Grey coverage services are a little like doing the laundry. It doesn’t exactly get your heart racing with excitement, but it’s something you do regularly, and when it comes down to it, it’s very satisfying when it’s done efficiently and beautifully. So we invite you to spend a few minutes with top color artist Cynthia Lumzy, @cynthialumzy, for her tips on what to do and what to use to raise your grey coverage game!
Expose, Control Or Eliminate
You think a lot about underlying pigment when working on pigmented hair but are you aware that this issue is relevant to your grey coverage formulation as well? “You have to formulate to compensate for the pigment that’s missing in grey hair,” says Lumzy, “and also address the underlying pigment you could be exposing. The question to ask at this point is do you want to enhance what you’re going to expose, control it or eliminate it?”
Here's an example. Let’s say your grey coverage client is a natural Level 6. “Likely she’ll want to maintain this Level 6,” says Lumzy. “You know if you use 20-volume developer, you’ll expose reddish undertones. If she wants to enhance the red in her hair, you can formulate for the target color. To eliminate the red, check the color wheel and you’ll see you need a green tone, so I would use Matrix SoColor Pre-Bonded 504J or 506J, two new jade shades that eliminate red undertones. If you simply want to control the resulting color, choose a neutral formula for a balanced, beige result that controls warmth without becoming too ashy.”
Dimension And Shine
Too solid and too ash are two big negatives when it comes to designing color for grey clients. “Hair with dimension is the most flattering,” believes Lumzy. “So be sure to introduce some highlights into the overall color. If the hair is one-dimensional and solid, it’s harder for the light to penetrate.” Shine is important as well because shiny hair is automatically associated with youthful hair. That’s why pre-bonded SoColor is helpful—it starts conditioning the hair during the service. And if possible, steer your client away from an extremely ashy shade, which can be aging to the complexion. “If she’s afraid of warmth,” says Lumzy, “you can use balanced neutral beige tones to counteract the unwanted tones while maintaining vibrancy.”
Texture And Density
When it comes to effective grey coverage it’s also important to consider hair’s texture and density.
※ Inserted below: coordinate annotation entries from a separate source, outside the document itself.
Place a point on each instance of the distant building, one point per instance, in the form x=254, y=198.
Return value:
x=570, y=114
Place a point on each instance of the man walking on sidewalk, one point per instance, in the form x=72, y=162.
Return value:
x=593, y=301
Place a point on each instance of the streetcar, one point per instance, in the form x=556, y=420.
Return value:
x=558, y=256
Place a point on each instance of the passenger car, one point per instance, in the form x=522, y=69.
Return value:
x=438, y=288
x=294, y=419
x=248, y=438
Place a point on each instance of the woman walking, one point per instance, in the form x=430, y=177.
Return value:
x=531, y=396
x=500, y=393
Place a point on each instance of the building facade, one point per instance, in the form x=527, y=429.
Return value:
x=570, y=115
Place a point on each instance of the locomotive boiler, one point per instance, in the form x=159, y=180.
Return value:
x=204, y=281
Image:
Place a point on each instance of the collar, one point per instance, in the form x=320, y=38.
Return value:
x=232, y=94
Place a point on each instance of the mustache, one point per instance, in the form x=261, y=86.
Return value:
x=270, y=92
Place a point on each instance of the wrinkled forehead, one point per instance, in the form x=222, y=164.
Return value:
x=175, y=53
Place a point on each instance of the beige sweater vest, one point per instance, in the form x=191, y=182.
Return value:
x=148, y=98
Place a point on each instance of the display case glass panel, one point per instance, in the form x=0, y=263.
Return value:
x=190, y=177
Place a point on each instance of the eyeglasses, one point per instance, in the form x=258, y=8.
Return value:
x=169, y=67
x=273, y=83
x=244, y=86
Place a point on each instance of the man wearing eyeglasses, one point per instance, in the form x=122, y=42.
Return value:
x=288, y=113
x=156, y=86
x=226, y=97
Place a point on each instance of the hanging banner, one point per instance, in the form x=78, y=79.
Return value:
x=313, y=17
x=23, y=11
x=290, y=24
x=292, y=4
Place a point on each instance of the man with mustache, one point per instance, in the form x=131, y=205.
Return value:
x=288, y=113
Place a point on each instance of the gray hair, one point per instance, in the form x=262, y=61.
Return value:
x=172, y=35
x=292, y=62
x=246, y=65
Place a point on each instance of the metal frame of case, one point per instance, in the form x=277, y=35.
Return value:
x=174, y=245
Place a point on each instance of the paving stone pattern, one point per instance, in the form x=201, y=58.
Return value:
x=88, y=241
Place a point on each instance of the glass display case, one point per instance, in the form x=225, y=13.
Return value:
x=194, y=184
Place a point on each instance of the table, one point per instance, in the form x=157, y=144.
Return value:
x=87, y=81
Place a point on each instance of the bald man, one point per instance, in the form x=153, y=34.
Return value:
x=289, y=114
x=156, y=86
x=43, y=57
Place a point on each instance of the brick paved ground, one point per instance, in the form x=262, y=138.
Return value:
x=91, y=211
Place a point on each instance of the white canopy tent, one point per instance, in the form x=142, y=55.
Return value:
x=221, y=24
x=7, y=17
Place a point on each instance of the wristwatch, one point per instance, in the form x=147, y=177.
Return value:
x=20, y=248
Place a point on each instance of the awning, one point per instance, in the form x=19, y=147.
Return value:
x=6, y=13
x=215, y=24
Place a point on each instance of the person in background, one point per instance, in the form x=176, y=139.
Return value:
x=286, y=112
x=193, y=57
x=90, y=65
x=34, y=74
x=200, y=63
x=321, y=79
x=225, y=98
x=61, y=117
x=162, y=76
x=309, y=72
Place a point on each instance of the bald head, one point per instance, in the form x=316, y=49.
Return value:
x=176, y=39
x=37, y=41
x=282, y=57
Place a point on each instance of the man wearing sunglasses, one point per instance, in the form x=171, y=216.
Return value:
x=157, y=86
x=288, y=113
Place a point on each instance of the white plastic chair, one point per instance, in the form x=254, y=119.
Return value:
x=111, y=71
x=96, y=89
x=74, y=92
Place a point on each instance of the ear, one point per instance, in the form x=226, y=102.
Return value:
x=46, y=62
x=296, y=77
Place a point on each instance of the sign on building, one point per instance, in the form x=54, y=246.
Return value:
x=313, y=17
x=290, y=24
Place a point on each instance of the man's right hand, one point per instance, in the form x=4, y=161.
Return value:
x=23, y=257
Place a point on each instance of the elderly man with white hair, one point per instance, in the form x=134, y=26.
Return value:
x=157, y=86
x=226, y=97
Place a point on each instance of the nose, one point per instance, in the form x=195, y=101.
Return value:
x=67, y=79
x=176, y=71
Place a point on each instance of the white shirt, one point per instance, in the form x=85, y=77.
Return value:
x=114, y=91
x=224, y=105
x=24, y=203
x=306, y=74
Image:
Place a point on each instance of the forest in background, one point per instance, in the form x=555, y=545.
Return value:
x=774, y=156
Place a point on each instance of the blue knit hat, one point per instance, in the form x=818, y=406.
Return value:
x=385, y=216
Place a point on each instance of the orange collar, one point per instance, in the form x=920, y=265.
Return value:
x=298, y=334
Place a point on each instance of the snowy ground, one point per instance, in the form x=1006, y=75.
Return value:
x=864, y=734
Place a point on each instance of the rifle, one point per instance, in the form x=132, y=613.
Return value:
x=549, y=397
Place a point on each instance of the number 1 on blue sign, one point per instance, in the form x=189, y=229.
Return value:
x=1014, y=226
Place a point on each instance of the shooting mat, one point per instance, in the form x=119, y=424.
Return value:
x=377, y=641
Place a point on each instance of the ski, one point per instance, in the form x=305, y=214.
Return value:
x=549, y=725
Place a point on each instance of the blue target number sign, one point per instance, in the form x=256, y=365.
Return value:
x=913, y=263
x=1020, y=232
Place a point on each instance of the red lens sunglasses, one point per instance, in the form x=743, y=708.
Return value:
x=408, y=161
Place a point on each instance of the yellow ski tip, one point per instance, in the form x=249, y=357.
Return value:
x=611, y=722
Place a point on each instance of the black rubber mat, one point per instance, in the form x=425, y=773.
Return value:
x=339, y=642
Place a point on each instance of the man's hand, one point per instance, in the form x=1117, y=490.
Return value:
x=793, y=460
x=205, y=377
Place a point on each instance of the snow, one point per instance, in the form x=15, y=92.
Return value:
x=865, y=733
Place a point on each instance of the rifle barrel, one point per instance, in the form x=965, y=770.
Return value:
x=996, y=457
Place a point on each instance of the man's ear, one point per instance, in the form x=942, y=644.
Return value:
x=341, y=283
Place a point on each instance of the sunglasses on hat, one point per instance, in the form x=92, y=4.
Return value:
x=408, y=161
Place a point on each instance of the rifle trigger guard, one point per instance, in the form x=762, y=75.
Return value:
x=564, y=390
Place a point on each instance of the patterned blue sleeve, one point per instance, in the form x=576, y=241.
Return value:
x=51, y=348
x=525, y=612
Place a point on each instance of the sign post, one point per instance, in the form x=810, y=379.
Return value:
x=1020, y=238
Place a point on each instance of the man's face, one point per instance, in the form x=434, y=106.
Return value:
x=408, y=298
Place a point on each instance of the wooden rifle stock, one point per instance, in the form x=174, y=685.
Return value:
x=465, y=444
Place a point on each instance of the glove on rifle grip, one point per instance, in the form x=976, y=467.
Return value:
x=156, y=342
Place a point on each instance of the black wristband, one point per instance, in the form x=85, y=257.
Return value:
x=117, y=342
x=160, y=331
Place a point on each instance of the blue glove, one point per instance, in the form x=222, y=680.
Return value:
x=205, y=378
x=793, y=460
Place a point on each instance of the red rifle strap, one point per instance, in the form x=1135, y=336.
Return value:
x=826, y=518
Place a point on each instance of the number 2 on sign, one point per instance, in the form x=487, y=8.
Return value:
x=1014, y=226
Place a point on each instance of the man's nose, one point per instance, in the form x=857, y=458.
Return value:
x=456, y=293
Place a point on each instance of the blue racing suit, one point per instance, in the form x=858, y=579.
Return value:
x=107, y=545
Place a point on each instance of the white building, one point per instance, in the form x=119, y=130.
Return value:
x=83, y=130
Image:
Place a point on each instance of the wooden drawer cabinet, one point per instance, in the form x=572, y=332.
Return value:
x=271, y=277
For example, says Lumzy, coverage will be quicker and darker on a client with fine, straight hair than a client with thick, coarse or curly hair. “If the hair is straight and thin, I may not even use a grey coverage formula,” notes Lumzy. “It’s not necessary and it could yield a too-dark result. On the other hand, if the hair is coarse, it is probably more resistant, and I’ll always use one of the Matrix SoColor extra coverage formulas to ensure I get complete coverage.”
Pre-Bonded Coverage With SoColor
Lumzy says she’s a fan of SoColor Pre-Bonded for grey coverage for several reasons. First, it comes pre-bonded, to protects fragile strands. This is important because hair without melanin can be weaker or more brittle than pigmented hair. Bonders add protection for these clients that color their hair frequently. SoColor Pre-Bonded is color and bonder all in one tube. Matrix’s exclusive Bond Protecting Concentrate protects the hair by reinforcing and repairing weakened bonds, color after color. Also good to know is that Matrix is a complete, pre-bonded color collection, with pre-bonded permanent, demi-permanent and lightener technologies.
“With SoColor Pre-Bonded , the coverage is great,” she says. “The new creamy consistency is easy to work with and covers evenly from roots to ends. It leaves the hair in great condition. Grey hair doesn’t always feel conditioned, but you can tell the difference the minute you start rinsing off the color. Everything is mixed for you, so you don’t have to be a crazy chemist. And the new shades are amazing. If you have a Level 3, 4 or 5 with strong red undertones, the J series will counteract all that warmth and you’ll get that Kim Kardashian brunette—deep and dark with no red at all.”
Apply With Care
When it comes to application, it’s important to take your time. “Work with very small, almost see-through sections,” advises Lumzy. “It’s important to avoid taking too much hair at once or else you won’t saturate the grey thoroughly, especially if it’s curly or coily. Avoid overlapping the fresh color onto existing color. If necessary, use cotton to protect the existing color, otherwise you’ll get banding, spots and/or breakage. And don’t rush. Always process for the full recommended time.”
Another thing that separates the best colorists from the rest is the ability to keep the client’s skin clean. “If necessary, use a smaller brush around the hairline,” advises Lumzy. “That will help keep the hair color off her face. And if you do get color on the skin, emulsify it at the bowl before you start shampooing. Shampoo will just lock that color on!”